Carmen Johnson always had a big heart, but never knew how she could inspire and change others’ lives. Now, with the creation of the Katie Able Foundation, she’s learned to use her experience as a financial advisor to help children become financially literate.

Johnson ran Able Estate and Company, a professional financial management organization, where she often provided free services to those in need. But when the country’s real estate market began to crash, the finance maven was determined to help other Prince Georgians caught in the downward spiral. “We educated people on credit, personal finances, debt, housing counseling and many other things,” said Johnson.

After assisting adults with their housing woes, Johnson decided to target a younger crowd and started the ABC 123 Financial Literacy Mentoring Program at New Carrolton’s Robert Frost Elementary School. Drawing from her experience, Johnson wanted to help children develop a strong foundation in budgeting at an early age.

“I didn’t understand what my grandmother was doing back then,” she said. I think her point of view was I was a female and back then men took care of everything. Times were beginning to change and she wanted me to be prepared to take care of myself along with being responsible for my finances.”

With her grandmother’s prodding, Johnson said she grew to love financial management and the lessons she learned early on have granted her success as an adult.

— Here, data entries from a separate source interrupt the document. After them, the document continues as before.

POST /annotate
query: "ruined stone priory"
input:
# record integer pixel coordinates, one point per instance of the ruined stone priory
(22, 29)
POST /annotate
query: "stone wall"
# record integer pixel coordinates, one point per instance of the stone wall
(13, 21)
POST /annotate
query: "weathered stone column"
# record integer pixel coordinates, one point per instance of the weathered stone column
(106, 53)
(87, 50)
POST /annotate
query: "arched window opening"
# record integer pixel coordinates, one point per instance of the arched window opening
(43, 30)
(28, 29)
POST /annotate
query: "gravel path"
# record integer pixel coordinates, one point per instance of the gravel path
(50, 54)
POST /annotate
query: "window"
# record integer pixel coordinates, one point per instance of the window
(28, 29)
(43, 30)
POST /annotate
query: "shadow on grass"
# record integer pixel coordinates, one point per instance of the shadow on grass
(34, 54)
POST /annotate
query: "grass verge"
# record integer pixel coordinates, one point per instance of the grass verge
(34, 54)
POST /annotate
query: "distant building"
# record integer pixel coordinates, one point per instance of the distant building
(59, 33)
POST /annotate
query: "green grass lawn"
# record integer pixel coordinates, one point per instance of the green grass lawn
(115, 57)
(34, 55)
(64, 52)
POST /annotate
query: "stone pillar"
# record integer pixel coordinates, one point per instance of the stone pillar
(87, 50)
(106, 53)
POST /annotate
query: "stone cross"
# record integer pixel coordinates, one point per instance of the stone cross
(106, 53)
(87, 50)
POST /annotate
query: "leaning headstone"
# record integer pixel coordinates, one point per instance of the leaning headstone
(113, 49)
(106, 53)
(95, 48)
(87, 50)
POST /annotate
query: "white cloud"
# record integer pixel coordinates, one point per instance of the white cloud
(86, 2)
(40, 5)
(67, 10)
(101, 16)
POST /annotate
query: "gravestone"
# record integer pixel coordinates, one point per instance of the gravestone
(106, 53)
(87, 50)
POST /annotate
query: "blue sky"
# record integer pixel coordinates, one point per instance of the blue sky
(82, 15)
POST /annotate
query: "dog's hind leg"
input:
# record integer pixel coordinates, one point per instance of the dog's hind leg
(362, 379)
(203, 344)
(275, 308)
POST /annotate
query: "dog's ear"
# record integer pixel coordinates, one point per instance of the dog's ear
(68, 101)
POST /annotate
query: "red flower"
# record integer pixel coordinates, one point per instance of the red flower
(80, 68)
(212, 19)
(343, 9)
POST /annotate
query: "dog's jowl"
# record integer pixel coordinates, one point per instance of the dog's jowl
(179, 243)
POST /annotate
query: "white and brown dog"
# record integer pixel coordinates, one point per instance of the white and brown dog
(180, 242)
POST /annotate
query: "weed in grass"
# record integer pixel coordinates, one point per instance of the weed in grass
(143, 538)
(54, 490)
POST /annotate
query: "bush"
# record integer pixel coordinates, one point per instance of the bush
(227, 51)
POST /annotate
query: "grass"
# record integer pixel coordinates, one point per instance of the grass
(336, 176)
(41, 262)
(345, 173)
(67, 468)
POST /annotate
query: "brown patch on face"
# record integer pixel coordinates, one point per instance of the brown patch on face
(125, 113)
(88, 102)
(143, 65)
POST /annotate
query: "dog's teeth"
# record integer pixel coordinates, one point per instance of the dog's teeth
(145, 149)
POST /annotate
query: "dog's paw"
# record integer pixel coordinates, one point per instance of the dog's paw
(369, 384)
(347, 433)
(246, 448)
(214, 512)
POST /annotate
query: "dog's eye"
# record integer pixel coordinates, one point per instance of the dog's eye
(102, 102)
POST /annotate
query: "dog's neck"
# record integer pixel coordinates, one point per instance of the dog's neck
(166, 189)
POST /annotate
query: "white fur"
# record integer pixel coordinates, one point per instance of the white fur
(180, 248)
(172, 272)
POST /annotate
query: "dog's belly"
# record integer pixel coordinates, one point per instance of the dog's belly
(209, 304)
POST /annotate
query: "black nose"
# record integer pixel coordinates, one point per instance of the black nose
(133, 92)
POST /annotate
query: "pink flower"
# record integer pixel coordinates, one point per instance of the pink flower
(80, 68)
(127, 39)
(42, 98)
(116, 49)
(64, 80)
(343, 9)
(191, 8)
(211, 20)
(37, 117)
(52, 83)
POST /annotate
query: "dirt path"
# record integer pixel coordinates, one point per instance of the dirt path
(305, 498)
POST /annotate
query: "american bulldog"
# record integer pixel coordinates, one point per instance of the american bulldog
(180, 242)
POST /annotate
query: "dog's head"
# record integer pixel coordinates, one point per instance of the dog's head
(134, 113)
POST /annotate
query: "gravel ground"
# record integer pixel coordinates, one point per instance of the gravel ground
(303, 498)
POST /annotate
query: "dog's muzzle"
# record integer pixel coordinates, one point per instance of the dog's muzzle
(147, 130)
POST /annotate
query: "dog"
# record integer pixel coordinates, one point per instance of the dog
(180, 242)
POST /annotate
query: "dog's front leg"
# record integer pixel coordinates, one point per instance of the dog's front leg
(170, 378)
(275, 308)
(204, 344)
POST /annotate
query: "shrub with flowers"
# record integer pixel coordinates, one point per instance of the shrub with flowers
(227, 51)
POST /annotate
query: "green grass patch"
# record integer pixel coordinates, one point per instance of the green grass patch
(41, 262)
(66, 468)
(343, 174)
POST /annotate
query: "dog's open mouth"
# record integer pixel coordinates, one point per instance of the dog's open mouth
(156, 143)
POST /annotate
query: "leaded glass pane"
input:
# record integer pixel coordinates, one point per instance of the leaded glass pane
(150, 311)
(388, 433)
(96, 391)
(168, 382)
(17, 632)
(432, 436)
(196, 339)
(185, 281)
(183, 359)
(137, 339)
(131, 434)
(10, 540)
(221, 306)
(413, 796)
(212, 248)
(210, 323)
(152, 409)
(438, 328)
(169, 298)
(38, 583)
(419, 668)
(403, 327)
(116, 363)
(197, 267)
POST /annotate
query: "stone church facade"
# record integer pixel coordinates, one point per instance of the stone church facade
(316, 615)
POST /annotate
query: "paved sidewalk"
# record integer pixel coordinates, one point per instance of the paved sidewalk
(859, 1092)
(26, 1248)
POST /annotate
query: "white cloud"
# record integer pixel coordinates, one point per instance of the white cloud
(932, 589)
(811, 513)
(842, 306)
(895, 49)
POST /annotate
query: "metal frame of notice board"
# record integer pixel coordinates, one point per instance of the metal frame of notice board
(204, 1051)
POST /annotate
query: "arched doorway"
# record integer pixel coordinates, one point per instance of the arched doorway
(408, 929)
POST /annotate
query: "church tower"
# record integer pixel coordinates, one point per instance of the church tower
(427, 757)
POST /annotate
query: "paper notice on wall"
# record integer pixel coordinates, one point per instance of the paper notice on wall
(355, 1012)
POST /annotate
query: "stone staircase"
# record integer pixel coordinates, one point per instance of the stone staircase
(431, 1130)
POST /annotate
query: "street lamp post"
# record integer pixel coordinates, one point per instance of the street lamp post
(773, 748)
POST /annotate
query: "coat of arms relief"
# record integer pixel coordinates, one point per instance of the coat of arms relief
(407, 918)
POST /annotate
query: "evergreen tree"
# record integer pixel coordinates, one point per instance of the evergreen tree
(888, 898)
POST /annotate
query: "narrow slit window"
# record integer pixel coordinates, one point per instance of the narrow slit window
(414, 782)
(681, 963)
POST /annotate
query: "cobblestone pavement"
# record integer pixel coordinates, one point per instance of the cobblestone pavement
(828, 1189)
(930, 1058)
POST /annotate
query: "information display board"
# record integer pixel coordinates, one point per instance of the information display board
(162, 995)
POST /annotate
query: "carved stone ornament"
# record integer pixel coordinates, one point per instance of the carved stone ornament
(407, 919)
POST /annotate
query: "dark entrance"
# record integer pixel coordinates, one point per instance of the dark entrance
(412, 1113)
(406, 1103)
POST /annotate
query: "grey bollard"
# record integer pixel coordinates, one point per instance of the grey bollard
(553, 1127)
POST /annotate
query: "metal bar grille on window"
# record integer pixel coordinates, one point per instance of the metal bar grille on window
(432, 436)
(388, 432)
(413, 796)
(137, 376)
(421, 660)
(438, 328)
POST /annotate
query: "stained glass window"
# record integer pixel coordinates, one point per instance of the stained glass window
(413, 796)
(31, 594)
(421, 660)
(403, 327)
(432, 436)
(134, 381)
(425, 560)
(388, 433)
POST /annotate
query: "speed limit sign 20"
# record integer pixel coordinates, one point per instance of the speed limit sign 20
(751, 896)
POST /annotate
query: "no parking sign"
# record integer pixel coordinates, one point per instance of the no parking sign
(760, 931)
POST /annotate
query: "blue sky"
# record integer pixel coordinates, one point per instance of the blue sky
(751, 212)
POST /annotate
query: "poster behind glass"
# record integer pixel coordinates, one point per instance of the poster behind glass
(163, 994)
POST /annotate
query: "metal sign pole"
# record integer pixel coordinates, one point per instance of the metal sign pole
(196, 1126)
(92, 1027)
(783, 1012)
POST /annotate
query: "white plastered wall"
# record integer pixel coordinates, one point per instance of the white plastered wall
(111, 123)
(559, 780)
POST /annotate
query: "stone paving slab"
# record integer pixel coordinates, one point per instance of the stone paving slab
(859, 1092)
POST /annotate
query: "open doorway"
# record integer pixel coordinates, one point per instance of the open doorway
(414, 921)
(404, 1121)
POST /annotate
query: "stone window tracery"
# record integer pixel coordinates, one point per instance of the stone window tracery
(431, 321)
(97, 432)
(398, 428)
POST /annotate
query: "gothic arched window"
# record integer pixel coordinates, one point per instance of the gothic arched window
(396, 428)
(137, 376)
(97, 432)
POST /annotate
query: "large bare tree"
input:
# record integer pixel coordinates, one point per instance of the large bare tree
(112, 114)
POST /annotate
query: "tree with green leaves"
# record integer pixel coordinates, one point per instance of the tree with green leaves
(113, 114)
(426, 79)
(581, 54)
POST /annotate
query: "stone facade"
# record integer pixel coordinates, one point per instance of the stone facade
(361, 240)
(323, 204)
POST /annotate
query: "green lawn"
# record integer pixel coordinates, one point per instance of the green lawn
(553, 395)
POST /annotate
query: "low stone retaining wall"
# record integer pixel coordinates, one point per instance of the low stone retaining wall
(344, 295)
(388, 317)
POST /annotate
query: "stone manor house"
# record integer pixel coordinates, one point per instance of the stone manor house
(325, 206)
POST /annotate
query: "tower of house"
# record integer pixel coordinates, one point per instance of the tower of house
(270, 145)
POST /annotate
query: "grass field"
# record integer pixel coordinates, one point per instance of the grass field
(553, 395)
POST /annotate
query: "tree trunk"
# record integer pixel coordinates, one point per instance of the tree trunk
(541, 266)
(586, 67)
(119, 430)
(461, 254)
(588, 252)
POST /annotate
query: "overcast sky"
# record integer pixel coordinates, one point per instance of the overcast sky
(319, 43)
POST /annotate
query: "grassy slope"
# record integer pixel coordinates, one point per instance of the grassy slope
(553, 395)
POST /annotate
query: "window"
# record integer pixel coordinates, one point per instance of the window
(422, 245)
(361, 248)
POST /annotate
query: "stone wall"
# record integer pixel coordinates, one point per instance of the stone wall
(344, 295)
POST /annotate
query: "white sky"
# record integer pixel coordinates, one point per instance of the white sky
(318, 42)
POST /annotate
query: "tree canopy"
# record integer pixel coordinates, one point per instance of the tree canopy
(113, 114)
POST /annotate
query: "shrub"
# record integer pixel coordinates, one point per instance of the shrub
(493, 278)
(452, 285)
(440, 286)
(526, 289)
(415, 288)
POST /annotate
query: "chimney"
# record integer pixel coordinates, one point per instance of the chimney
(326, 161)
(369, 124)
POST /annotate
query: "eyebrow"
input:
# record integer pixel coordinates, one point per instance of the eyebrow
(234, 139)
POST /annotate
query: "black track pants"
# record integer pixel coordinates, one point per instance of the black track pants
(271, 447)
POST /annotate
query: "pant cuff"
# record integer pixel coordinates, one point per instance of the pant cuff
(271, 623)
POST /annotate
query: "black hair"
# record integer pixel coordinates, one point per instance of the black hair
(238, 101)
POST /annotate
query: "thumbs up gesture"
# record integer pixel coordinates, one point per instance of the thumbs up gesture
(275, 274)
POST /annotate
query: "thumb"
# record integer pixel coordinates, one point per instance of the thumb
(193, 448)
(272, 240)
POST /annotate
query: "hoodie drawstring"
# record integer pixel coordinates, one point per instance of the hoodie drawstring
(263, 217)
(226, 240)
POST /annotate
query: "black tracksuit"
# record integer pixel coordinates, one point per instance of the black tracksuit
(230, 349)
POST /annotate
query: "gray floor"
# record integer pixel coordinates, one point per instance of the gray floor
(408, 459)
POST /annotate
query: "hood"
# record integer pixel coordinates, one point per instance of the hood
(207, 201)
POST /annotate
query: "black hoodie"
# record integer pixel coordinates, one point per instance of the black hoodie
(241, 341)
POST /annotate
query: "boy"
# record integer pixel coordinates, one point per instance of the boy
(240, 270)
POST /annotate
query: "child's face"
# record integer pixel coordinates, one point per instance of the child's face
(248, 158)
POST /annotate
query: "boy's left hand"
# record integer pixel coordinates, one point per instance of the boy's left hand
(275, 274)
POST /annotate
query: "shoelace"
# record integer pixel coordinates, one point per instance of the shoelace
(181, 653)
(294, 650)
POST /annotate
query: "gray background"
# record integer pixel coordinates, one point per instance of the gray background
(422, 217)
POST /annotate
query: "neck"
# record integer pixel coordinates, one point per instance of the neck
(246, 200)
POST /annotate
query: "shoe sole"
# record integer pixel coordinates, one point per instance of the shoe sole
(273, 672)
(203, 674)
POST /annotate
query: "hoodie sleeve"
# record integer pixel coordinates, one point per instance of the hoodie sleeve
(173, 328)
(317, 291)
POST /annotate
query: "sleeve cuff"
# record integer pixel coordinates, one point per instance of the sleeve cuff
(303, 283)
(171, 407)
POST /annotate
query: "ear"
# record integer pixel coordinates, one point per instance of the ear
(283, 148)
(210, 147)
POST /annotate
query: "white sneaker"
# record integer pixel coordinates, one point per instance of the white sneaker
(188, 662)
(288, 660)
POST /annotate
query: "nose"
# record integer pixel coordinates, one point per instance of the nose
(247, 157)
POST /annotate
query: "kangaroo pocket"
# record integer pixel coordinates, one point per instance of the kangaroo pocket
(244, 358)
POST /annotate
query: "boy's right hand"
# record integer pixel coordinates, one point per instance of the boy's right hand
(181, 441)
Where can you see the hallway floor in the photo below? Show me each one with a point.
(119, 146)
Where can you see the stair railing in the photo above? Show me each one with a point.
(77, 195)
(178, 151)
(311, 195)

However, her love for the finance field didn’t make it any easier to start a nonprofit. She struggled to earn 501(c)(3) status ? a tax-exempt label the IRS grants certain organizations – and distinguish Katie Able from fraudulent companies who took advantage of the mortgage crisis.

“It took 14 months to get the 501(c)(3)because there are so many credit counseling and nonprofits that are literally just taking the government’s money and taking advantage of the situation,” Johnson said. “We had to keep sending the IRS materials and, in the end, provided them with whatever they asked for.”

Now equipped with tax-exempt status, Johnson is focused on following in the footsteps of her hero, former President Jimmy Carter. Johnson said she models her life after Carter’s humanitarian and philanthropic philosophies, and even met the former commander-in-chief the same week she officially launched her foundation.

She hopes other people begin to follow Carter’s example, especially in Prince George’s County.

“Even if people don’t want to give to my cause, I think she should still be willing to give,” she said. “If you look to your left and see someone in need, then I think you should give. If you look to your right and see someone in need then you should do something about it, especially in our area.”

Johnson has plans to expand the elementary school program to other schools in the county, in addition to broadening the scope of her foundation to other countries. She said she wants to donate food to Africa, medicine to India and just provide a little “tender loving care” for children in Russia.